Graciano sah ihn mit großen fragenden Augen an.
„Kehlkopfkrebs“, erklärte der Seelsorger.
„Oh.“
„Jährlich erkranken in Deutschland mehr als dreitausend Männer und fünfhundert Frauen daran. Meist in ihrem Alter. Es war wirklich Pech, dass es ausgerechnet sie erwischt hat.“
„Oh“, hauchte der junge Wächter erneut und wurde bleich.
Wieder triefte die Stimme des Pfarrers nur so vor professioneller Nüchternheit. Graciano konnte es kaum ertragen, jemanden in dieser Art und Weise über einen kranken Menschen sprechen zu hören.
„Leidet sie denn darunter?“, versuchte der junge Mann das Thema auf eine emotionalere Ebene zu bringen.
„Würdest du leiden, wenn du wüsstest, dass deine Sucht dich in spätestens ein paar Wochen dein Sprachvermögen kosten wird?“
Graciano vermochte nicht darauf zu antworten.
Joe verabschiedete sich mit der Entschuldigung, er habe noch etwas zu erledigen.
„Ich möchte nachsehen, ob mein Motorrad noch ganz ist.“
Er ging jedoch nicht, ohne sie zum Abendessen einzuladen.
„Als Dankeschön für deine Krankenschwesterndienste.“
Natürlich erlag Tamara seinen herzigen Grübchen und willigte ein.
Sein Abschied kam zu einem günstigen Zeitpunkt. Es war fast zehn Uhr und Britta würde sich über Funk melden.
Das will ich natürlich auf keinen Fall verpassen.
Pünktlich schaltete sie ihr Funkgerät ein und wartete.

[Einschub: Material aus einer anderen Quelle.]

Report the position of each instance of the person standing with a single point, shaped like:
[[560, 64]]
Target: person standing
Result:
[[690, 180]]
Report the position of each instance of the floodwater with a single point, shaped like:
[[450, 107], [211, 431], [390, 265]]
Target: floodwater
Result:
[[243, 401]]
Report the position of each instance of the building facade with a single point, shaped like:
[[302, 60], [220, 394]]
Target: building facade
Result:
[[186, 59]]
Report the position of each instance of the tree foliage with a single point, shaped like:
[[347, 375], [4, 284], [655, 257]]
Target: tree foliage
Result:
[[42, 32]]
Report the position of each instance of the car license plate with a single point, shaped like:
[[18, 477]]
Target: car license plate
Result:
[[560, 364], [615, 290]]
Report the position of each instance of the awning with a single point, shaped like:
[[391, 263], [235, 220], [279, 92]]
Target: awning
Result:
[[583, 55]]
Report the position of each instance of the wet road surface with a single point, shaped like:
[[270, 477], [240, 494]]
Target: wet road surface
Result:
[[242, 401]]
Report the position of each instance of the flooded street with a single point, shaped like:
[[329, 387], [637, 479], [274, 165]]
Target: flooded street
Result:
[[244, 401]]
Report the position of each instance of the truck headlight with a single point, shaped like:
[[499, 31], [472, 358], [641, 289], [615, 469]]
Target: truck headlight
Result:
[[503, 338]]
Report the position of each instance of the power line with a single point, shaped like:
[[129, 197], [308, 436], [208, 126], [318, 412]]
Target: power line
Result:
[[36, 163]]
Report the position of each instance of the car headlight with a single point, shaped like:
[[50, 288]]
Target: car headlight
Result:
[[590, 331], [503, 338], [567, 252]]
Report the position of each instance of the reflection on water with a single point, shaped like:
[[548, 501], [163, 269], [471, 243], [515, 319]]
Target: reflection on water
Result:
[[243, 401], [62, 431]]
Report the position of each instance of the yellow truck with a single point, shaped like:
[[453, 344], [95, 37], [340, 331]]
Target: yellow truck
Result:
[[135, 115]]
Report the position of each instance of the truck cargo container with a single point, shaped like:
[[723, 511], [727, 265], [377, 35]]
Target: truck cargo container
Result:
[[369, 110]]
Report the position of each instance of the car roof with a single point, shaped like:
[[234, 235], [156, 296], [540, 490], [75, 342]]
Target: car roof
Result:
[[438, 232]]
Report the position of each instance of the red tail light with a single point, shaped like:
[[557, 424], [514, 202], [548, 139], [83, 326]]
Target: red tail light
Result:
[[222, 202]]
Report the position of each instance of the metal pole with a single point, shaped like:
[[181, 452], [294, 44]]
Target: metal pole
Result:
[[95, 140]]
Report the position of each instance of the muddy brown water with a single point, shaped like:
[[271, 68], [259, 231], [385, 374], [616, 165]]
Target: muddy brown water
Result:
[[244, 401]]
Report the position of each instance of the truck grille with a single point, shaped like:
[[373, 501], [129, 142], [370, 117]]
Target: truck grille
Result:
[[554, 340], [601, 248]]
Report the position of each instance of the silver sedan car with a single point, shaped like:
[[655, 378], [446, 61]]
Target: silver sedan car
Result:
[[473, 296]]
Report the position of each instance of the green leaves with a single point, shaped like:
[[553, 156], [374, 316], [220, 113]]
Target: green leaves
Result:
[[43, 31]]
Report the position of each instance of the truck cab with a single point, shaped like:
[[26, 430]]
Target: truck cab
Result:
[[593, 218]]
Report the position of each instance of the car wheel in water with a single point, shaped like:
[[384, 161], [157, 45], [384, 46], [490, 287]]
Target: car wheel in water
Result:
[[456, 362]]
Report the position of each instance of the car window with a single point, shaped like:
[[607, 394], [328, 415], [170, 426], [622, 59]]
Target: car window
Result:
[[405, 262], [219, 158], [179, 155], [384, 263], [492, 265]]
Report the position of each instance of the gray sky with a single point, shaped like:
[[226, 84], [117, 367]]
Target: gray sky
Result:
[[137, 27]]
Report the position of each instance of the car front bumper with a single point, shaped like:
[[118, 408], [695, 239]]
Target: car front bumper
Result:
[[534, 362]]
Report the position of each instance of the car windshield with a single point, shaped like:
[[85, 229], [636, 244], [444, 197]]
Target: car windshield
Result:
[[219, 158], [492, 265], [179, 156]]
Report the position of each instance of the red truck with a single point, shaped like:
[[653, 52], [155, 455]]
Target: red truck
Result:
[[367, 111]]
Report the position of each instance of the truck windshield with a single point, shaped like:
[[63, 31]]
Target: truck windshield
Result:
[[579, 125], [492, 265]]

Schließlich ertönte es: „Hier spricht Bravo – Romeo – India – Tango – Tango – Alpha. Roger!“
Tamara rollte mit den Augen. Nicht ihr Ernst!
„Hallo, Sie durchgeknallte Ami-Funkerin. Rücken Sie sofort das Gerät der Amateur-Hexe raus oder ich muss Ihnen einen Abfangjäger vorbeischicken“, konterte sie mit todernster Stimme. Sie war gespannt, ob Britta ihren Zynismus mit Humor verwechseln würde.
Das gackernde Lachen am anderen Ende gab ihr Auskunft.
„Du bist immer so witzig, Tamara! Alles Roger bei dir?“
„Ja, mir geht es ganz gut.“
Wieder kicherte die alberne WICCA in das Gerät hinein.
Wenn sie wenigstens die Senden-Taste loslassen würde!
Tamara seufzte innerlich und zählte bis zehn. Sie war bei neuneinhalb, als Britta sich wieder gefangen hatte.
Noch mal Glück gehabt!
„Wie kommst du mit der Prüfung voran? Irgendwas Ungewöhnliches?“
Tamaras erster Impuls war es, zu verneinen, doch dann fiel ihr ein, dass sie letzte Nacht einen nackten Mann in ihr Zelt geschleift hatte.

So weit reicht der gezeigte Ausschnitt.